Secondly - Here's some helpful troubleshooting info...
This is a picture of the Kombi Valve. The black part connects to a plastic tube that connects to the actual Pump. The Left hand side shown in this picture attaches to a metal piece with an O-ring that inserts into your motor. The vac nipple (bottom right) should have Vac tubing attached to it.
To determine if you valve is bad remove it from the motor completely. Put your lips around the black section and blow. If air passes through the valve it is bad. Now find a source of vacuum (power brake bleeder, or temporarily steal the line coming off the bottom of that T fitting and have a buddy start the motor briefly). Put vacuum onto that nipple. With vacuum applied you should be able to blow through the Kombi valve with a minimum of difficulty. If you can blow through the valve with NO vac, or you cannot blow through the valve WITH vac then you probably have a bad valve. Prepare to spend 200+ $.

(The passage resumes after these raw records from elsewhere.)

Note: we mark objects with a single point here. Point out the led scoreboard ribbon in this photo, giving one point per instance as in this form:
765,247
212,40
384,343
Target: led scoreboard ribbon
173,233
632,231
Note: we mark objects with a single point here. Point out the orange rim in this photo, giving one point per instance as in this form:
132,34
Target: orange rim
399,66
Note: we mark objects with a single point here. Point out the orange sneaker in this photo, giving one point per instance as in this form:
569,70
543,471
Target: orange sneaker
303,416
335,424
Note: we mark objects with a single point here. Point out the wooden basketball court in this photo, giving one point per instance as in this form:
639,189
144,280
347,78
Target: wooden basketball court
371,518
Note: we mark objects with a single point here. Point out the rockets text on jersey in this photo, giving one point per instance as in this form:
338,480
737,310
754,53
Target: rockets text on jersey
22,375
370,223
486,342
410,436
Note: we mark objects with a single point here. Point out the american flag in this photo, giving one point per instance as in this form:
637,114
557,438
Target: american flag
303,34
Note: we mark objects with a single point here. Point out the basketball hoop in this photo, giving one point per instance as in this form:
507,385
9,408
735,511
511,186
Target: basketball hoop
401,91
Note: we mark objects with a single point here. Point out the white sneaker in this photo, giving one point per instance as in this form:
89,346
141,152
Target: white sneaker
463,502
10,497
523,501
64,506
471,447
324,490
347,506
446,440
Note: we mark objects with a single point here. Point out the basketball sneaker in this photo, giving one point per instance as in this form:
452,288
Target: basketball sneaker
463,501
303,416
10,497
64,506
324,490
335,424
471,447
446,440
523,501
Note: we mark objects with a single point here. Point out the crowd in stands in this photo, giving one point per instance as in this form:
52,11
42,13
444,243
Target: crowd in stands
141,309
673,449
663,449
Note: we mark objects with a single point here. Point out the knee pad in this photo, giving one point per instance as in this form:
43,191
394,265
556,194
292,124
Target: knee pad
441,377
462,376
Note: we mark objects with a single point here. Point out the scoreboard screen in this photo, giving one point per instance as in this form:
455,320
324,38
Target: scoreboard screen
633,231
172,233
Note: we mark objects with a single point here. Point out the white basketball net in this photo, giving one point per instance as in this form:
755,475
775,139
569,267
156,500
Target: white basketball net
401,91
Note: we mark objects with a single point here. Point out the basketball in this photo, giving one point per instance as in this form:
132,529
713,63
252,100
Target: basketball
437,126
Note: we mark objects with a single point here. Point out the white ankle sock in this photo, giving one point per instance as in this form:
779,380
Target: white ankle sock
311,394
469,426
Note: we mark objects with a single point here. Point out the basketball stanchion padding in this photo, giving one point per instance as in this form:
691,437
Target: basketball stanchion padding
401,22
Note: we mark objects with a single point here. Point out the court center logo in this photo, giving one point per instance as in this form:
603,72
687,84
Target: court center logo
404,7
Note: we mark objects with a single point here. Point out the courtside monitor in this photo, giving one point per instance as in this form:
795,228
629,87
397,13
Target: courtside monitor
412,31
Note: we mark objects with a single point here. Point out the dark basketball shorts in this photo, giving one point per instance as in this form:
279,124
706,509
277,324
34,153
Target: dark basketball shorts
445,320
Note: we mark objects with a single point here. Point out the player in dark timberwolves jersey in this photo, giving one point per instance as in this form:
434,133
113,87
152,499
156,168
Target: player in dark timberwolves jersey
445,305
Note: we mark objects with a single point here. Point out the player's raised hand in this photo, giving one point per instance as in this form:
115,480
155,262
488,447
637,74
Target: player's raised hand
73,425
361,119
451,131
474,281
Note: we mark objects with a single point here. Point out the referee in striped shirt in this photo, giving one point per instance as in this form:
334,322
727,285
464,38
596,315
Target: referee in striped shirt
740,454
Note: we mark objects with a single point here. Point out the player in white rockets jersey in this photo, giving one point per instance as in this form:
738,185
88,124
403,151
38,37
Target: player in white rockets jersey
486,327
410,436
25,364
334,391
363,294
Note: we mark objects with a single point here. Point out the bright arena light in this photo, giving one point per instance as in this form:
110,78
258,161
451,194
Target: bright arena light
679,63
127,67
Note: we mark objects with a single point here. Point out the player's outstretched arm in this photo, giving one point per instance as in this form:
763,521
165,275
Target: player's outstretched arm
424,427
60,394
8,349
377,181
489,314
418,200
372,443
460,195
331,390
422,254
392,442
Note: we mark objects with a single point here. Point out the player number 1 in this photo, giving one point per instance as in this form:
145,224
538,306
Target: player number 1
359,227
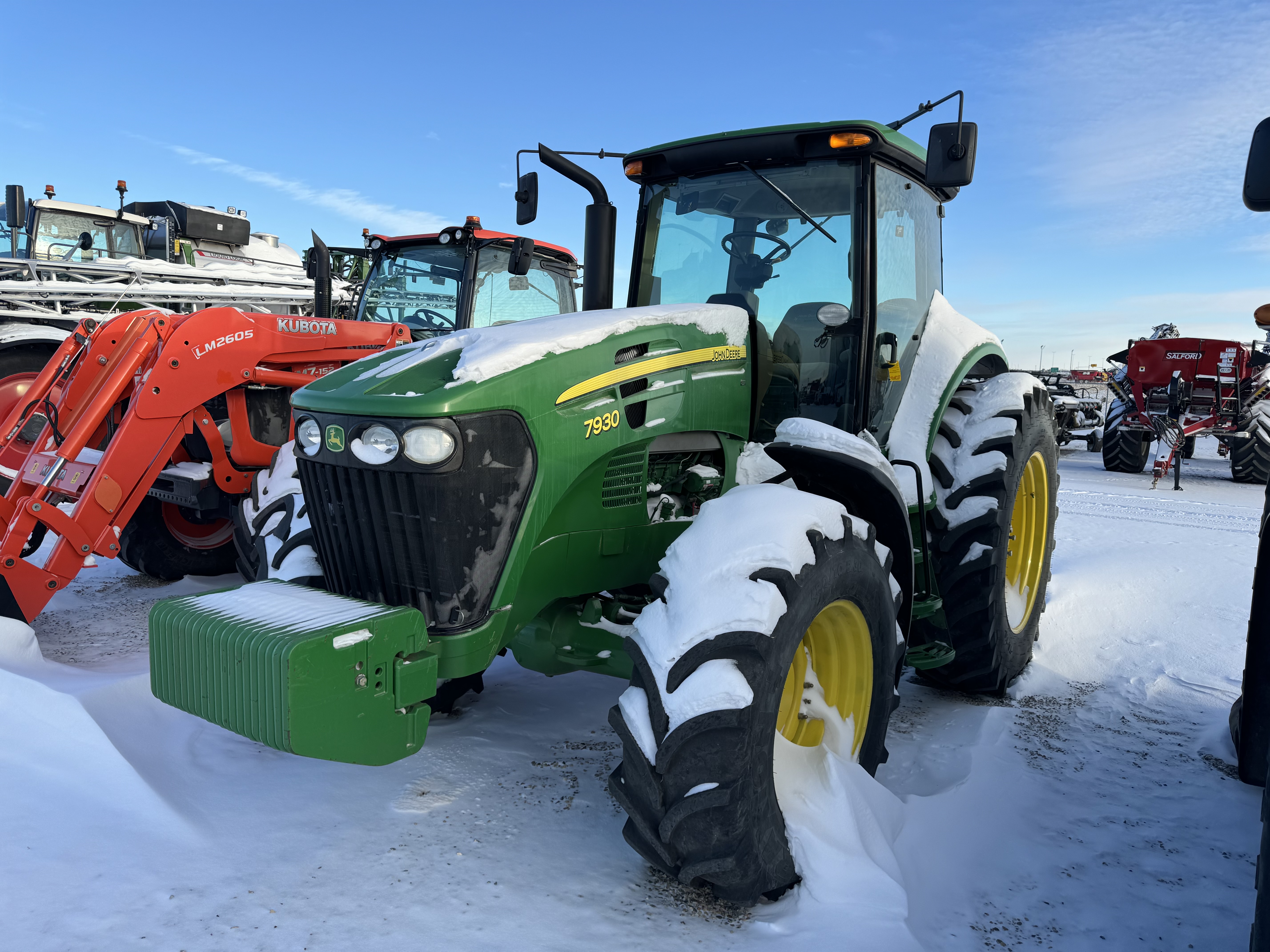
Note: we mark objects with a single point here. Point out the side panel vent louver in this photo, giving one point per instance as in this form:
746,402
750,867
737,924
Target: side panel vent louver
624,482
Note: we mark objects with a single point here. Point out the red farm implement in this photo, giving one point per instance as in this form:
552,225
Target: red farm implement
149,428
1172,390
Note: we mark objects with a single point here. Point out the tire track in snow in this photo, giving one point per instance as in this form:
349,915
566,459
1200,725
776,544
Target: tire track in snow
1166,512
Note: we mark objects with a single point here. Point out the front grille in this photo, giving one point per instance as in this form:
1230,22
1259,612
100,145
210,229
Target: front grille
624,482
404,536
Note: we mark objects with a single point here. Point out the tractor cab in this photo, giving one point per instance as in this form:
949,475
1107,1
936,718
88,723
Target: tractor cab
465,277
826,234
50,230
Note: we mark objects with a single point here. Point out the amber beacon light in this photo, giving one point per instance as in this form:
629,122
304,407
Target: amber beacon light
849,140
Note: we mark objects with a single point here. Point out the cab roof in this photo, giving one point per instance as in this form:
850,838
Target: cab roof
480,234
775,145
92,210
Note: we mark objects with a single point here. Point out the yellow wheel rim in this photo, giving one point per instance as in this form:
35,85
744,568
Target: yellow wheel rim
839,650
1025,556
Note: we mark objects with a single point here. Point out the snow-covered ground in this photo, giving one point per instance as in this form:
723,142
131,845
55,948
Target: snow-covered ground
1094,808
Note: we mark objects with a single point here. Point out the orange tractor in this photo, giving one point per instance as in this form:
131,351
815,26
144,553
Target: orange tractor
152,427
144,388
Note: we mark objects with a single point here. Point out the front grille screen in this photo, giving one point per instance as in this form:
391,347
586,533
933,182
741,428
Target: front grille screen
436,541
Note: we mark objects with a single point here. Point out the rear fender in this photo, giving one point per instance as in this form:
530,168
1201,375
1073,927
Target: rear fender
865,492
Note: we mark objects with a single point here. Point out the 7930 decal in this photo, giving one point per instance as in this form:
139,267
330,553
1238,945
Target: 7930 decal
599,424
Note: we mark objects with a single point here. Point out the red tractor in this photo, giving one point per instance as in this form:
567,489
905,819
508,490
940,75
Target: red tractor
1170,390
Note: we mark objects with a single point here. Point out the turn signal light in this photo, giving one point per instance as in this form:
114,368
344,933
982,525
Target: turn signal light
849,140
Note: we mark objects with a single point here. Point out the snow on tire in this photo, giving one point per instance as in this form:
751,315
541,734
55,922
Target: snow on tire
775,634
995,463
271,526
1123,451
1250,459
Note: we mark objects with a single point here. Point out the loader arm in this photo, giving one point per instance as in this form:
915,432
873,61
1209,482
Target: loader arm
168,367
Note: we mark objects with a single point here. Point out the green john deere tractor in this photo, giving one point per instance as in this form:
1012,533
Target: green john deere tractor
787,468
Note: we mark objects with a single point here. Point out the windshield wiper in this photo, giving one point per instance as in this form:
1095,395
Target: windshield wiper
811,233
790,201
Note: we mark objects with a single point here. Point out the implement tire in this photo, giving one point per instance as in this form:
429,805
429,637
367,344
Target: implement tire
271,526
168,542
996,474
1250,459
698,777
1123,451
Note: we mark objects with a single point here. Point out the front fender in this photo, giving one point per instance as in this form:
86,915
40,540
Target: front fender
865,492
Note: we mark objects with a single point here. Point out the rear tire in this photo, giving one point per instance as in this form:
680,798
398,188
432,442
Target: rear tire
995,466
1250,459
172,545
1123,451
271,526
733,834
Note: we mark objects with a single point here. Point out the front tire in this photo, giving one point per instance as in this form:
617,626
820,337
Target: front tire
704,716
1250,459
168,542
992,532
1123,451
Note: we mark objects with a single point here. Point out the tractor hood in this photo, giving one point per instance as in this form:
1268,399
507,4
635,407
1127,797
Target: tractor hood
529,366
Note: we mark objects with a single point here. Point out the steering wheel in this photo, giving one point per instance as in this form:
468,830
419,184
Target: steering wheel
776,256
431,320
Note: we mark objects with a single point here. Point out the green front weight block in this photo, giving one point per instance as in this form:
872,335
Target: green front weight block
299,670
934,654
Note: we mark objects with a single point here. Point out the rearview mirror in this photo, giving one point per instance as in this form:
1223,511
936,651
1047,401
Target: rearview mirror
1257,176
522,254
526,198
14,207
950,164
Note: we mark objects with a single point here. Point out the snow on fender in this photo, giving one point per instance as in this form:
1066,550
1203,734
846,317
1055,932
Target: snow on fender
271,526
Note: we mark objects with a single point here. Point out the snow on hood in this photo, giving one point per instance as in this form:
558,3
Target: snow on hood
488,352
948,338
821,436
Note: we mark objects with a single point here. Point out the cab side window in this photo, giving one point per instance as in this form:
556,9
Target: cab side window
910,272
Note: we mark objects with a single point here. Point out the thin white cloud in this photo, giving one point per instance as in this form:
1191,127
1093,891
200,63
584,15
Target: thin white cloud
345,202
1142,116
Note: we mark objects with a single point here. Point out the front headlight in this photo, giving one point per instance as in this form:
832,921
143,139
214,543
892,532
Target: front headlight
309,436
376,446
428,446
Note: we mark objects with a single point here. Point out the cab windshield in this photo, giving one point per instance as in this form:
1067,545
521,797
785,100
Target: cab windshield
58,238
741,239
417,287
503,298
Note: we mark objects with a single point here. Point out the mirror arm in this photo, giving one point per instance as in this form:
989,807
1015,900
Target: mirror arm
922,108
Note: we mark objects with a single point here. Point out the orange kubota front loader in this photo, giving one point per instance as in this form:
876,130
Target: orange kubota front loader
120,400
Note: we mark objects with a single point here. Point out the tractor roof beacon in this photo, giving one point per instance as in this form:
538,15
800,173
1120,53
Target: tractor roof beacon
589,492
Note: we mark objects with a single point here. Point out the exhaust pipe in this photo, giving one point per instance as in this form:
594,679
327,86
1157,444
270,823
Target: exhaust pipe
601,239
319,270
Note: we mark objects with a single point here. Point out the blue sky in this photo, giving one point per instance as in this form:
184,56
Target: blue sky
1112,136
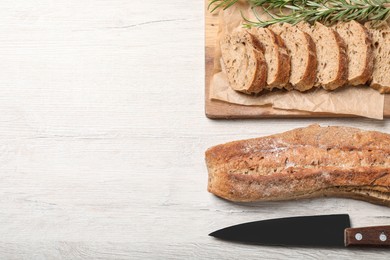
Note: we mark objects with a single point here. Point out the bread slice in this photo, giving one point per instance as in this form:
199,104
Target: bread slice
332,59
303,163
359,49
301,49
244,62
276,56
381,44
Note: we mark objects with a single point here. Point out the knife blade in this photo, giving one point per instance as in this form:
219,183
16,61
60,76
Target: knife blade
307,231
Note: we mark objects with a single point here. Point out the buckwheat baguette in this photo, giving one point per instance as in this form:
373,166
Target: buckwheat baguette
359,49
276,57
303,163
244,61
332,59
381,39
302,51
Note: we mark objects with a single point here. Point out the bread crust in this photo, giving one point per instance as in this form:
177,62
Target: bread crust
233,174
259,77
310,74
284,62
382,86
366,74
342,73
282,58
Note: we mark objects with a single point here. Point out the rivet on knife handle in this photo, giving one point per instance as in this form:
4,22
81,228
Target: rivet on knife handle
368,236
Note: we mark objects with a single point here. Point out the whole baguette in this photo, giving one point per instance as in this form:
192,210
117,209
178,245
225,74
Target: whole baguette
303,163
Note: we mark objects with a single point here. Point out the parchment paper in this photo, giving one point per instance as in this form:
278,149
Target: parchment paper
361,101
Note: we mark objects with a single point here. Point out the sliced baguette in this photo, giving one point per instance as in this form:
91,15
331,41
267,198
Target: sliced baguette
301,49
303,163
381,44
244,62
359,49
332,59
276,56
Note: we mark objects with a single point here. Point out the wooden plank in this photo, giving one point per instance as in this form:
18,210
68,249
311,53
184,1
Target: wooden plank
216,109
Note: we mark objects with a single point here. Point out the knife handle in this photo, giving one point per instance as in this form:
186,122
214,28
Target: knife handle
376,236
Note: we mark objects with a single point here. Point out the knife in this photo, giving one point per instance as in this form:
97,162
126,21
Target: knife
309,231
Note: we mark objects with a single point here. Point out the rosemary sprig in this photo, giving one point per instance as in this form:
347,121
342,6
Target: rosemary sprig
224,4
325,11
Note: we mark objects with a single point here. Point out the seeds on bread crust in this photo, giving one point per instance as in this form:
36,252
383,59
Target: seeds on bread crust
360,52
244,62
332,59
301,49
381,44
276,56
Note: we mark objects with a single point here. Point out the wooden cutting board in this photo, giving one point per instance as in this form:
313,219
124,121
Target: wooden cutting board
218,109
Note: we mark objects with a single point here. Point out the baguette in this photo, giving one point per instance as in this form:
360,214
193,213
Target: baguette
244,61
303,55
276,57
303,163
332,59
360,52
381,39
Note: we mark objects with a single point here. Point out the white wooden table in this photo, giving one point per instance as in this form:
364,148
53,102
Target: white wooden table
103,133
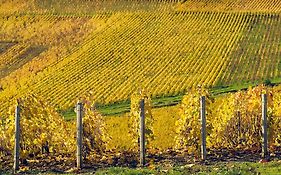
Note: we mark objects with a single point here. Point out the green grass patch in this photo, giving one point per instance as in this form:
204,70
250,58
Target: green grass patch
122,107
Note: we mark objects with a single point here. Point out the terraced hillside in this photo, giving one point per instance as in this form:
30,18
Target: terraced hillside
62,57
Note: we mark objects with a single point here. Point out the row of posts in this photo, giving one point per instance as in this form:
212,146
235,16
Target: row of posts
79,109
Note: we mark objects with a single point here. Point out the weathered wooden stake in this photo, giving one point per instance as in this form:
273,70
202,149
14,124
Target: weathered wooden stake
17,139
79,112
142,133
264,126
203,126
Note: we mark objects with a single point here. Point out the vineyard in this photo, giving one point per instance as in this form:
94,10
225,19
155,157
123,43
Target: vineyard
183,50
55,53
45,133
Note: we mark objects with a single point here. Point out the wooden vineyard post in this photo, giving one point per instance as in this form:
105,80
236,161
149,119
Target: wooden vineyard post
17,138
203,126
142,133
264,126
79,112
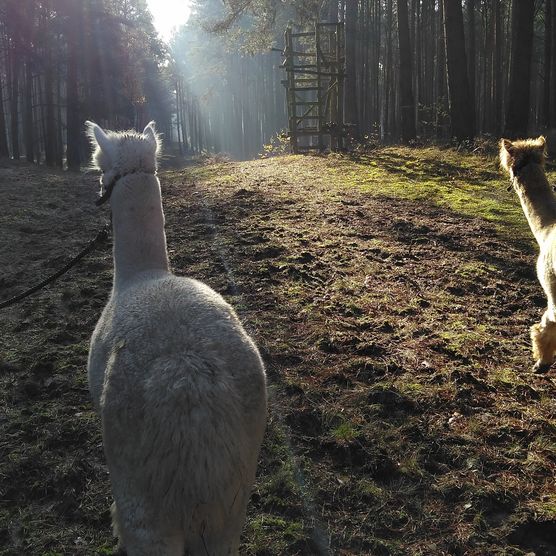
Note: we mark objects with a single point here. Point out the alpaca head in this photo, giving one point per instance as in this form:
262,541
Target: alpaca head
124,152
515,155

In my case all the vac tubing was basically destroyed. I opened up the motor, replaced it all, put it back together assuming that would fix it, and boom. Same code. I did not know how to check the valve at that point, so I did not think to check it.
I then had to open up the motor again, and check the valve. Turns out the valve was OK. replace the 11$ solenoid and boom! I was in business.
I dont have a good procedure for testing the pump if you do not have a vag-com. With VAG-COM Start the motor to idle. Open Controller, Engine. Open Basic-Settings. Block 160 will test the SAIS. Have a buddy stand by the front of the car. He/She shold be able to hear the SAIS Pump turn on for a short time and pump air. If what you hear sounds like a shop-vac your valve is staying closed. This could be because of a bad solenoid or a bad valve. This should be audible inside the car at idle (even with a loud exhaust). . I dont know what the other conditions will sound like.... this was the only condition my car experienced.
Edit: Last but not least - if you're dead-set on checking the 11$ solenoid before replacing it... let the car get cold. By the time you get it this far taken apart it should be more than sufficiently cold. Put the vac tubing that goes from the T fitting to solenoid in the right place. Attach a length of vac tubing to the solenoid on the nipple that should lead to the combi valve. Hold your thumb over the piece of vac tubing that should go to the Kombi valve and have a buddy start the car briefly (15-20 seconds). You should be able to feel vac on your thumb. If you cannot, disconnect the other piece of vac tubing and check for vac on the tubing coming from the T fitting. If there is vac on the T fitting, but none on the solenoid on cold start then your solenoid is malfunctioning.